Sinergi Tata Kelola Sumur Minyak Masyarakat: Kawal Implementasi Permen ESDM 14/2025
BLORA – Upaya penataan operasional sumur minyak masyarakat di Jawa Tengah terus diakselerasi guna mewujudkan iklim industri energi yang legal, berkeselamatan, dan berwawasan lingkungan. Sebagai wujud nyata, SKK Migas Perwakilan Jawa, Bali, dan Nusa Tenggara (Jabanusa), dengan dukungan penuh dari Dinas Energi dan Sumber Daya Mineral (ESDM) Provinsi Jawa Tengah, menyelenggarakan agenda "Monitoring Pelaksanaan Operasional Sumur Minyak Masyarakat Wilayah Jawa Tengah". Kegiatan strategis ini dilangsungkan pada 21-22 Juli 2026, bertempat di Kantor PEP Field Cepu, Kabupaten Blora.
Kepala Dinas ESDM Provinsi Jawa Tengah, Agus Sugiharto, S.T., M.T., dalam sambutannya menekankan bahwa pengelolaan sumur minyak oleh masyarakat memiliki peran ganda yang strategis. "Selain berkontribusi pada peningkatan produksi minyak dan gas bumi nasional, langkah ini menjadi motor penggerak ekonomi yang menyerap tenaga kerja lokal di Jawa Tengah," tegasnya.
Langkah akselerasi ini merupakan bentuk dukungan langsung terhadap implementasi Peraturan Menteri ESDM Nomor 14 Tahun 2025. Regulasi tersebut hadir untuk membuka ruang kerja sama produksi sumur minyak bumi secara resmi antara Kontraktor dengan entitas pengelola yang meliputi Badan Usaha Milik Daerah (BUMD), Koperasi, serta Usaha Mikro, Kecil, dan Menengah (UMKM), yang secara kolektif disebut BKU.
Rangkaian acara selama dua hari ini dikemas dalam beberapa segmen pembinaan teknis dan legalitas. Pada hari pertama, agenda difokuskan pada sosialisasi bagi pengelola BKU yang telah menandatangani perjanjian kerja sama (berkontrak). Titik berat materi menyasar pemenuhan aspek Keselamatan dan Kesehatan Kerja (K3), tata kelola lingkungan hidup yang ketat, serta kewajiban penerapan good engineering practices yang menjadi tanggung jawab mutlak para pengelola BKU hingga ke titik serah minyak bumi.
Memasuki hari kedua, kegiatan berlanjut dengan menyasar peserta sosialisasi dari entitas BKU yang belum berkontrak. Segmen pendampingan ini dirancang secara komprehensif dengan lingkup agenda yang meliputi sosialisasi ulang esensi Peraturan Menteri ESDM No. 14 Tahun 2025 dan pelaksanaan coaching clinic.
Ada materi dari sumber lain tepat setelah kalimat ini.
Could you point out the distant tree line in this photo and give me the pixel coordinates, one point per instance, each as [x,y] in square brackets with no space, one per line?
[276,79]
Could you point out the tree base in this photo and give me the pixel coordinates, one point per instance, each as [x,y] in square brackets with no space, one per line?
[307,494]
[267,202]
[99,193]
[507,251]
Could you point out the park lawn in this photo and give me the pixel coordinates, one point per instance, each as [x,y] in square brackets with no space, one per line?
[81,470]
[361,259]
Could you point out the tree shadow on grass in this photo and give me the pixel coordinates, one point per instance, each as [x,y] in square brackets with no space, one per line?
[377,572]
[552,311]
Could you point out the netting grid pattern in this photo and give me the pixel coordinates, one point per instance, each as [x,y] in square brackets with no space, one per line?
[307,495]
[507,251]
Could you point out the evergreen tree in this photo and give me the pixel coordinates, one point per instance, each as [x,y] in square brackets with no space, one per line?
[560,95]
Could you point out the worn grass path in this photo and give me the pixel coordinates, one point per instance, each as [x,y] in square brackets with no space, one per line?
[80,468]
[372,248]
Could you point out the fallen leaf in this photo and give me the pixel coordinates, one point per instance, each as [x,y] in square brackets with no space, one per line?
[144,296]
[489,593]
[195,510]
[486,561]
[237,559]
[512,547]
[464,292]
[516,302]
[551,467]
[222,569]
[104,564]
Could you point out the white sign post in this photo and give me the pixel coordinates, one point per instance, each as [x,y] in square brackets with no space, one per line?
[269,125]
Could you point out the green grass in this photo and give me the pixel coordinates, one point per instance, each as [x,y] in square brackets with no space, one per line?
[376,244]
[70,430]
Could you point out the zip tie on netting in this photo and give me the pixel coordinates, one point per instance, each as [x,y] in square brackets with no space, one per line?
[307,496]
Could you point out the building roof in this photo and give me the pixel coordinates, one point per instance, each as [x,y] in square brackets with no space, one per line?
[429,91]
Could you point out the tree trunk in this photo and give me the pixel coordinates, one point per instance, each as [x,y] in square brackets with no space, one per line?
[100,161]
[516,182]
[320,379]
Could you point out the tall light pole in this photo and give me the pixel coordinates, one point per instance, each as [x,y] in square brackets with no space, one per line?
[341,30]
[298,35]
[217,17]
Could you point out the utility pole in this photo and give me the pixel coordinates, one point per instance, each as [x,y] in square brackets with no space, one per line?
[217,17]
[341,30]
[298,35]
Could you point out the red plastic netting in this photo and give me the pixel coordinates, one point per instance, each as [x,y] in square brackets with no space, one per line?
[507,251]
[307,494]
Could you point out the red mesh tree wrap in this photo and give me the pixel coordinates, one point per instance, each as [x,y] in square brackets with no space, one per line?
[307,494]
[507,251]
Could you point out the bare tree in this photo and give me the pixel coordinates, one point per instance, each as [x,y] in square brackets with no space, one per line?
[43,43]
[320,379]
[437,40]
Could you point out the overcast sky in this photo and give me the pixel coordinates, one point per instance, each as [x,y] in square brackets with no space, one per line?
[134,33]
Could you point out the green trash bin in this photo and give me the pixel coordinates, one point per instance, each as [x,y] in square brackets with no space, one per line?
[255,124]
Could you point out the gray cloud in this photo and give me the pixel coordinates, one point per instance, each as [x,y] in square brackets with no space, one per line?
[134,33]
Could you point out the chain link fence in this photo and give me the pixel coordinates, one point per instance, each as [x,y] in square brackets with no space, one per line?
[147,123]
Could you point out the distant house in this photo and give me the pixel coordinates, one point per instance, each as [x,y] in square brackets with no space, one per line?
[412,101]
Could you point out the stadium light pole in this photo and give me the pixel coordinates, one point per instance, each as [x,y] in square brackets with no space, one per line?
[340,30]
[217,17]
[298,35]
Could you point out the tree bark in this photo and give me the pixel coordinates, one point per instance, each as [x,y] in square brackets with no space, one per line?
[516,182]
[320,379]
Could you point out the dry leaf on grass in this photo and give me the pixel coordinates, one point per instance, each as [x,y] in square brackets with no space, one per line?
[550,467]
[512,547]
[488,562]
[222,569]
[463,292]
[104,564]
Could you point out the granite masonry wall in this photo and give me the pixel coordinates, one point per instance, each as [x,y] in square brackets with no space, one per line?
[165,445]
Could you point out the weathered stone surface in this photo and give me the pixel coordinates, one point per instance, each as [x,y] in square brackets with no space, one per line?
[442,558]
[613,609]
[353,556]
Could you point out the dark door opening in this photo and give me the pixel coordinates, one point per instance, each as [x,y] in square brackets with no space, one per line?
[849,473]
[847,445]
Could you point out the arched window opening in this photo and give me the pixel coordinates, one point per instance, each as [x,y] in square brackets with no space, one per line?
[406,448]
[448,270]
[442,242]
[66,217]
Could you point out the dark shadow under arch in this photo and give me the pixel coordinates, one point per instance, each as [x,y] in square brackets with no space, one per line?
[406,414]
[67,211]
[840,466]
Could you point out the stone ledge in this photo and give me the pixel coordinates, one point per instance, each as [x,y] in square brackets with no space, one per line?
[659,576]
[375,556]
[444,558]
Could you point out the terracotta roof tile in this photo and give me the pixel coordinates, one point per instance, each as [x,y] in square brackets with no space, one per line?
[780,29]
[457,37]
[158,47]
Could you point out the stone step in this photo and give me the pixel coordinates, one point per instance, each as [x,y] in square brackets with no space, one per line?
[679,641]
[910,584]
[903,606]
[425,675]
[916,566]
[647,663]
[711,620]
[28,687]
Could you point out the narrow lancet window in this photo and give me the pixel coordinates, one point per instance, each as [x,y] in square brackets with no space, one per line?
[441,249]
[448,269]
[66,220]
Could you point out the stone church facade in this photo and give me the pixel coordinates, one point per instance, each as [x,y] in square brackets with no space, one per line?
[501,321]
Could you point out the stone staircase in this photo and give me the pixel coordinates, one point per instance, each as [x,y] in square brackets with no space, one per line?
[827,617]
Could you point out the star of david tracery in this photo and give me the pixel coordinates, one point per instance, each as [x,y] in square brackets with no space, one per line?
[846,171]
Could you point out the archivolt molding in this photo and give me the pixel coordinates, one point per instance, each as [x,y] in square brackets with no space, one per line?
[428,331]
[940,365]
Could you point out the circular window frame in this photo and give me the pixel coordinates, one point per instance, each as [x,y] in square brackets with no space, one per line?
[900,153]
Pendekatan afirmatif ini diambil guna memberikan kepastian arah operasional bagi BKU yang belum berkontrak, sekaligus mengikat komitmen teguh dari pihak BKU untuk segera menyelesaikan legalitas kerja sama.
Terlaksananya forum ini menjadi cerminan dari orkestrasi pemangku kebijakan yang utuh, di mana Dinas ESDM Provinsi Jawa Tengah mengambil peran strategis sebagai simpul pembina yang mengawal tata kelola di daerah. Koordinasi lintas sektoral yang terbangun tidak lagi sebatas jalinan antara PT Pertamina EP Regional 4 Zona 11 dan instansi lingkungan hidup semata, melainkan sebuah sinergi solid yang digerakkan bersama SKK Migas Wilayah Jabanusa guna membina dan merangkul partisipasi aktif BKU selaku ujung tombak operasional di lapangan.
Melalui kemitraan yang solid dan terukur ini, Pemerintah Provinsi Jawa Tengah berharap penuh agar pengelolaan sumur minyak masyarakat dapat berjalan secara legal, meminimalisasi risiko tumpahan minyak serta pencemaran air terproduksi, dan pada gilirannya mampu mendongkrak kesejahteraan ekonomi masyarakat lokal secara berkelanjutan.